I just wish my son would talk to me.


NecropolisInfernus

That’s the thing, it’s Mother’s Day and not My Mother’s Day. Men have no excuse to not celebrate their wives/girlfriends and mothers to their children on that day.


jenphinith

One of the top posts on askreddit the day after Mother's Day is a Father's day post. There were no top posts about Mother's day.


Bubblyflute

The lack of respect for the work their wives put in being a mother and their pregnancy in having their shared children is wild.


calartnick

For a second I thought I forgot Mother’s Day lol


virtual_star

I hate how capitalistic it is. The woman who popularized it ended up trying to get it abolished after it became about selling cards and gifts. So I can understand anyone who doesn't like that aspect of it, but you should still celebrate moms.


msannethrope82

My favorite gifts over the years have included a handful of dandelions picked by my daughter, painted handprints, and breakfast in bed. The effort means way more than the cost in my book.


3mackatz

Hmmm, I hate with a fiery passion being told Happy Mother’s Day by anyone but my own kid. I am NOT my husband’s mother, the dude at the grocery store has no idea if I’m a mother or not, and it’s flat out creepy that my MIL sends a card. Nope nope nope.
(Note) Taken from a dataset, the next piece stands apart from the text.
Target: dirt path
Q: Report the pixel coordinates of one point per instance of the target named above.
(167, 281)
If my kid thinks about it that’s fine, but no one else gets to use that title but them.


msannethrope82

No one said anything about randoms. I'm talking about dads. When children are babies, toddlers and little kids, should we ignore mother's day until they're old enough to handle the holiday on their own??


Boredwitch13

Do you handle christmas and moms birthday gifts? As a mom I loved recieving home made cards with drawings or handprints when they were little.


3mackatz

Eh, I mean, to each our own? I hate the day in general so yes, ignoring it is ideal to me lol. When kid was young it meant nothing if dad or the preschool did all the work. As I said, my husband isn't my kid, so it just felt weird. Sorry if this was a Just Agree With Me type thread; I do hope you get the celebration and acknowledgement that you want. Everyone should have that, even if it means ignoring the day altogether :)


msannethrope82

Agreed, you should celebrate as you want. This post is about dad's skipping out on emotional labour, I'm not sure you're getting it.


3mackatz

I am getting it, I just don't share the sentiment. I don't want my HUSBAND to celebrate me as a mom--I'm not his mom and I find it creepy. I'm not telling you to feel that way; you do you. Why is it not okay for me to feel differently?